The result is six, typically downtempo minimal tracks – “very focused and concentrated”, says Löffler. They have a nocturnal feel, perfect for eyes-closed introspection, and it’s no surprise to learn that two of them – ‘Bird’ and ‘Refu’ – were conceived during late-night jam sessions in gardens underneath starry skies.
That same wide-open expansiveness is reflected in a relaxed, easy flow, each element given the space to breath and unfurl – at times, Löffler fades everything out except a muffled beat and subtle, barely-there synths, skeletal moments than none-theless convey a quiet power.
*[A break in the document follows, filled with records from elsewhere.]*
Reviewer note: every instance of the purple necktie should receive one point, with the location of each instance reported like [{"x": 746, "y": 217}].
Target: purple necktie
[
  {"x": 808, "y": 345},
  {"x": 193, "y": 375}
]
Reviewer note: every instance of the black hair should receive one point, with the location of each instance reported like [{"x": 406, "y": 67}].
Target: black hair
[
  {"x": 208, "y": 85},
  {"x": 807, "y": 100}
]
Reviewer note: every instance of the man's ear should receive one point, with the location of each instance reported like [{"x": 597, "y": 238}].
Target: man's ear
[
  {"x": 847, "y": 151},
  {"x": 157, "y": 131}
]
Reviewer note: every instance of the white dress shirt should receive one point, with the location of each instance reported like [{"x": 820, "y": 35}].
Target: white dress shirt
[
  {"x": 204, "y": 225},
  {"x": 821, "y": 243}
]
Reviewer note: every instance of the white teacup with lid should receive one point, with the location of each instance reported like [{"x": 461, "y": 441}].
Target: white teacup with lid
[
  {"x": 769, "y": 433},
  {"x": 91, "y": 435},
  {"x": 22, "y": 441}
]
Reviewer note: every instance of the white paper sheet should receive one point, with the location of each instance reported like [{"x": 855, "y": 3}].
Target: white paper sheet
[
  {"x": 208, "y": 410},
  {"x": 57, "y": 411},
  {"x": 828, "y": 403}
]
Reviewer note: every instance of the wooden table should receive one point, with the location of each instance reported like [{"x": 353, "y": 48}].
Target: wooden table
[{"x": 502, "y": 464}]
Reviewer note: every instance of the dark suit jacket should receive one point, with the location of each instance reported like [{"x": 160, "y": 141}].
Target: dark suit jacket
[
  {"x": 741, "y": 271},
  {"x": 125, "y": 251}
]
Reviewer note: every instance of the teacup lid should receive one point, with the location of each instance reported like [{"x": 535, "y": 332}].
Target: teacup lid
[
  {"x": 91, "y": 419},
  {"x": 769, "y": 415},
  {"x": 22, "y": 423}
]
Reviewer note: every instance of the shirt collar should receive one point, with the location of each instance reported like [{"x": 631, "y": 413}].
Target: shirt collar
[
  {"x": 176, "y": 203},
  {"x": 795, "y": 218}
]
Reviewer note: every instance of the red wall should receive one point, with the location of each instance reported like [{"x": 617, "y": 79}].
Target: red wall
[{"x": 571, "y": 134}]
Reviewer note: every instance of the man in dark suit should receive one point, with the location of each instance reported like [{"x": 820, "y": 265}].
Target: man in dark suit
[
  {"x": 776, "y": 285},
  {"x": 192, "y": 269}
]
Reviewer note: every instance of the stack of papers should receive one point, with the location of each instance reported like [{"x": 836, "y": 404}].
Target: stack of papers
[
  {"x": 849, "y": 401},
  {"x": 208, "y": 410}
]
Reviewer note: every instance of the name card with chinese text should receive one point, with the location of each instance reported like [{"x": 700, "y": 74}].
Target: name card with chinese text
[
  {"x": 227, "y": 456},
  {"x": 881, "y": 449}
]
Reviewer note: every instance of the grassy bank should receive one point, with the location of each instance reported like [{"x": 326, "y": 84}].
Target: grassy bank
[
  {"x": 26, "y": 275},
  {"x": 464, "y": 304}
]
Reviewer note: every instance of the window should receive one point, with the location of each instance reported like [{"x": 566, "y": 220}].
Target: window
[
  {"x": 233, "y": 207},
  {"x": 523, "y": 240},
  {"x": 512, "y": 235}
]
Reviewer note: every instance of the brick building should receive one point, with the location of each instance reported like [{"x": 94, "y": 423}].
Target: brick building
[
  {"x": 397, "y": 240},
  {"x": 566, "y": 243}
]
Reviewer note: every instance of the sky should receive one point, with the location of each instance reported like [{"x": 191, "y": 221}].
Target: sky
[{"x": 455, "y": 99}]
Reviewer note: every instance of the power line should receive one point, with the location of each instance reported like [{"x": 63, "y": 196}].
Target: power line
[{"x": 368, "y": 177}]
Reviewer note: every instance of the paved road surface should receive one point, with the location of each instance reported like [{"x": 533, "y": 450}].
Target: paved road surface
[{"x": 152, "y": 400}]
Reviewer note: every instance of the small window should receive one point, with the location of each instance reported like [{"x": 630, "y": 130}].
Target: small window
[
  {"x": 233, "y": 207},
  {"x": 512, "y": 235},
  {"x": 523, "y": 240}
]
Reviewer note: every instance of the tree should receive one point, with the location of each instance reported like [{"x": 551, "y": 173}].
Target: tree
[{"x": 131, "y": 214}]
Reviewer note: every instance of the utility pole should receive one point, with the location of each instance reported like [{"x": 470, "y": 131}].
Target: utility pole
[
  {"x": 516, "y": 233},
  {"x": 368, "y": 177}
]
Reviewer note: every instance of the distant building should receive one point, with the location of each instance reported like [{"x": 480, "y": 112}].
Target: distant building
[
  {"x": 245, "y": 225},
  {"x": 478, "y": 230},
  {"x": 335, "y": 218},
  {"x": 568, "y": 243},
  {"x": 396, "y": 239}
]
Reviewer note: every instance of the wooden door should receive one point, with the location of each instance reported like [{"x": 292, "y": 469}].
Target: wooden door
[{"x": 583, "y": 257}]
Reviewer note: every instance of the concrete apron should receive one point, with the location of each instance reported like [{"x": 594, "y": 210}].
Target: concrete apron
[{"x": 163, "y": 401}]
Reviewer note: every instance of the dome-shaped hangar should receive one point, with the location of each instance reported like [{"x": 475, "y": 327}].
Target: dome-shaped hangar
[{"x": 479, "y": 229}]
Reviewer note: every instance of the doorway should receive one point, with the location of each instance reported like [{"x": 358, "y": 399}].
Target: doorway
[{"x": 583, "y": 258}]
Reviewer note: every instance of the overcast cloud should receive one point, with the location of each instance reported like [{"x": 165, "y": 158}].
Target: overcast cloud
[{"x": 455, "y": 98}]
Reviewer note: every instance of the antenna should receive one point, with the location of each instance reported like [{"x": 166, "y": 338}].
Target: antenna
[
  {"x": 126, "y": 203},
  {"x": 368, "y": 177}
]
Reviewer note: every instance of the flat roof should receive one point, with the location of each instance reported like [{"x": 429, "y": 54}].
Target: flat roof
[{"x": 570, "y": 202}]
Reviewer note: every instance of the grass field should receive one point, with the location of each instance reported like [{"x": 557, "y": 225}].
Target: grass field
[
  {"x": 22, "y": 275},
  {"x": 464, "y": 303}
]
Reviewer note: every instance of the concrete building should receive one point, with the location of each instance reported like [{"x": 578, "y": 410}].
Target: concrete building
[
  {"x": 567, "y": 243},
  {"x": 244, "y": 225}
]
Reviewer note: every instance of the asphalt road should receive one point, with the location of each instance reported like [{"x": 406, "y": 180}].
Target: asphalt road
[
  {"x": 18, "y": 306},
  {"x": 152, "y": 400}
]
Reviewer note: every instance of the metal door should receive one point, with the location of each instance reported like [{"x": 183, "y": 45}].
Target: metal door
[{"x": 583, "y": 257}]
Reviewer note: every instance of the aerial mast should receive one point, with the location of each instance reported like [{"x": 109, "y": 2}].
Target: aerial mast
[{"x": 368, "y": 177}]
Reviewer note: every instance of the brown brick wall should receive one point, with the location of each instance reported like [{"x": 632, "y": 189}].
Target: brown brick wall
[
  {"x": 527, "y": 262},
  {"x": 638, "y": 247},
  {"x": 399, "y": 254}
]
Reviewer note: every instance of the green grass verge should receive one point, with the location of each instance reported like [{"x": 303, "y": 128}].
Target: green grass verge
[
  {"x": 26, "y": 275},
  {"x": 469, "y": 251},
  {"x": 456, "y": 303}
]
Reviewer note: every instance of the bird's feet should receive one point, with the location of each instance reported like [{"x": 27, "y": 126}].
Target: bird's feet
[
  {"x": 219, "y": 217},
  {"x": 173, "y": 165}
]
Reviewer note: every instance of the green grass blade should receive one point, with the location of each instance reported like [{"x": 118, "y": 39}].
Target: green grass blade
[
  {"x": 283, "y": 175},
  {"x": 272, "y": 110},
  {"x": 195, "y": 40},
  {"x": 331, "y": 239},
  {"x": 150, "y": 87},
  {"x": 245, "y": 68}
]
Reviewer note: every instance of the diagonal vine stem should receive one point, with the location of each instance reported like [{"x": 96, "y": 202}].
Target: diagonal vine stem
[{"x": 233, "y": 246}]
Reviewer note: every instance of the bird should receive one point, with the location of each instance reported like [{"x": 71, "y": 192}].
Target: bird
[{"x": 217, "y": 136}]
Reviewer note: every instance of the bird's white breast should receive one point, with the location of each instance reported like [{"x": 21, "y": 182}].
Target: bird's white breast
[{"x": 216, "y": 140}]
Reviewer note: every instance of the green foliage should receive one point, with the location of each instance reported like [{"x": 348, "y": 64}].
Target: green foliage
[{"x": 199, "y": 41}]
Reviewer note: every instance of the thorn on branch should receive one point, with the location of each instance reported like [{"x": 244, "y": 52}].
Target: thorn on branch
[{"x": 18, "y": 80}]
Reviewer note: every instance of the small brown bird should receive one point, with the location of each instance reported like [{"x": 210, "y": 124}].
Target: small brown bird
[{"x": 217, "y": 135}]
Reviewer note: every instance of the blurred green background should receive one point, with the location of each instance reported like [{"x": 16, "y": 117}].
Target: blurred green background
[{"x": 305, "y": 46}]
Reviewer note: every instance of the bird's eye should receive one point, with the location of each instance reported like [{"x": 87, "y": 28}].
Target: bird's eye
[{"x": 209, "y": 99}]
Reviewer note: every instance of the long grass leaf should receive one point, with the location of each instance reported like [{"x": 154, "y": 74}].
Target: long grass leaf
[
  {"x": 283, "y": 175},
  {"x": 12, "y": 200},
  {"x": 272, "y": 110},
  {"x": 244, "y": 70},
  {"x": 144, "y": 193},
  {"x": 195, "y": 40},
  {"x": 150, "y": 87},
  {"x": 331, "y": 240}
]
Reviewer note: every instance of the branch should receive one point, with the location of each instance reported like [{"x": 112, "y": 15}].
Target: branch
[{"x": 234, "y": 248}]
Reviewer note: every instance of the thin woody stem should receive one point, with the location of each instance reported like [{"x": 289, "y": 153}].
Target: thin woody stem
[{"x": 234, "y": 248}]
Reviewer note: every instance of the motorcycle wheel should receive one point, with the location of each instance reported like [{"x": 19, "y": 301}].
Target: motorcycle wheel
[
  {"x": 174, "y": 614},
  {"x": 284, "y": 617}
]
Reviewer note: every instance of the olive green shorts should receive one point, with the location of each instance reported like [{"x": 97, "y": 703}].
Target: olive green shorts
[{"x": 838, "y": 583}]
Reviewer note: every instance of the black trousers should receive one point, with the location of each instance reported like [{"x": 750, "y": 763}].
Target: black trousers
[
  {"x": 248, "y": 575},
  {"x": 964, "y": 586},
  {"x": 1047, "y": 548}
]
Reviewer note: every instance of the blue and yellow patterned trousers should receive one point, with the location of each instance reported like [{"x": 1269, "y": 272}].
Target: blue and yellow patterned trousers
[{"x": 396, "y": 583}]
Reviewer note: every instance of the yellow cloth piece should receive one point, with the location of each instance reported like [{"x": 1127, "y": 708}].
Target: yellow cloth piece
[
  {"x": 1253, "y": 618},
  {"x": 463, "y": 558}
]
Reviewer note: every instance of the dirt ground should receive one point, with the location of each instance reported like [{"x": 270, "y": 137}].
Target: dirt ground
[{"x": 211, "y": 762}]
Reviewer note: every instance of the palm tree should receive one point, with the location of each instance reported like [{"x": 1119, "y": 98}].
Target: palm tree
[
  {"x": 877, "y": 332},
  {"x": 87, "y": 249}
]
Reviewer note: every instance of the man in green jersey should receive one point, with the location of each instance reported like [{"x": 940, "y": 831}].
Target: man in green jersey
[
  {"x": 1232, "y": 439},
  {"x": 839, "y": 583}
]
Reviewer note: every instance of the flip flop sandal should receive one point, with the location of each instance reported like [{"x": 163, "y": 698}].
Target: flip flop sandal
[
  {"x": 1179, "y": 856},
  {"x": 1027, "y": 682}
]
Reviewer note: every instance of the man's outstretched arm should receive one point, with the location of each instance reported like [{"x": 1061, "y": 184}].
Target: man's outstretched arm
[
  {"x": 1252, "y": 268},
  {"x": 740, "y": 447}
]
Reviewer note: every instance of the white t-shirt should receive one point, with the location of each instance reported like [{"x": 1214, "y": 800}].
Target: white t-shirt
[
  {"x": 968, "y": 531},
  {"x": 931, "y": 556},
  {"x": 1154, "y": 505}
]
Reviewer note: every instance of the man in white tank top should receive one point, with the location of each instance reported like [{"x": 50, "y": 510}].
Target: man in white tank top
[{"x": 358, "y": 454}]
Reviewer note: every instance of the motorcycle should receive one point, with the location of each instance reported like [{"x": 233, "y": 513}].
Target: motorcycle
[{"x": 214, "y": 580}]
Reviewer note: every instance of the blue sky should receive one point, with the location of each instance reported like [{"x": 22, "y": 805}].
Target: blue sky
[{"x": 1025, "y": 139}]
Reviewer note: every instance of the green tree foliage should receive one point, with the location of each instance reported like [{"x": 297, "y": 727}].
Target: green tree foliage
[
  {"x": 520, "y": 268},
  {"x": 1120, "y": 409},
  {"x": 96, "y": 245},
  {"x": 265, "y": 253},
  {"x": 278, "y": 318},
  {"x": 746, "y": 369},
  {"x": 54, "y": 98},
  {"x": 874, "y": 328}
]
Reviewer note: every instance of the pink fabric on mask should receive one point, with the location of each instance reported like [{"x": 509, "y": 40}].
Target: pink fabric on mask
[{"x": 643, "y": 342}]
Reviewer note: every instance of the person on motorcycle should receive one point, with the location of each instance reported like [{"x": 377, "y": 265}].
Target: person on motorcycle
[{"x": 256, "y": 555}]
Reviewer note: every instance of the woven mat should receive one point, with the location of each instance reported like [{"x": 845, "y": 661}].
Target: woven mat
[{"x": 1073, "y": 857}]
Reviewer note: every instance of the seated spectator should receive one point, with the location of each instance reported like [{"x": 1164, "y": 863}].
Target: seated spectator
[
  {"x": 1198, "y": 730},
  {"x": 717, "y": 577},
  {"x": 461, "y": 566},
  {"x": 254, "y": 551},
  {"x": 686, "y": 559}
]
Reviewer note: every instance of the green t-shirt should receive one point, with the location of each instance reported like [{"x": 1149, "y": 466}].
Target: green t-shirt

Two tracks feature vocalists, both of which Löffler describes as happy accidents. ‘Like Water’, featuring Mohna, was initially an instrumental piano piece, but was transformed by some vocal improvisations, during a soundcheck for a Elbphilharmonie performance, into atmospheric, spectral electro. Josephine Phillip, whose haunting Nordic voice warms the poignant ‘Running’, was someone that Löffler had always hoped to record with and when their schedules finally aligned, he took full advantage.
Graal (Prologue) is named after the town he calls home – a windswept yet picturesque German outpost on the Baltic coast – and the rugged beauty and wonder of the area’s famed landscapes shines through the whole record. Löffler has always been influenced by nature and a sense of place, and he’s become a master at exploring space and amplifying the power of tranquility. Despite retaining what he describes as a rudimentary roughness – “for me, they still feel like sketches because I never really produced them out” – there’s a grace and lushness to all six tracks that inexorably draws and comforts you.
The record comes illustrated with a series of Löffler’s hand drawn sketches, stark, monochro- matic line drawings of people and places. The austerity of the images perfectly matches the music; in fact, the drawings came first and served as inspiration for the sound. As with all his art, he was trying, he says, “to keep it simple. Mostly I focus on having one or two people, then a landscape, but it’s never really in detail; it’s more like something that comes out naturally and quickly. It’s the same with music; there’s an idea, and I try to catch it as fast as I can.”
Graal is, as denoted by ‘Prologue’, also just a prelude and the idea is for the whole project to have an organic dichotomy – while Graal was created on the road (Löffler likens it to a travel diary), the follow up is a classic studio album, created in his home recording space. It also comes illustrated with paintings, not drawings, continuing the theme of more roundly fleshing out ideas.
“Much slower,” he says of the sequel, “and a little more ambient.” Graal offers a bold gamble from an artist who needed to do something different, and one that has yielded rich dividends. “It definitely feels like going back to the core, to the essential feelings that got me into music and creating art,” he explains. “To just start over.” Such an approach has uncovered the magic at the heart of Löffler’s music, and what makes this enigmatic, astute artist so very special.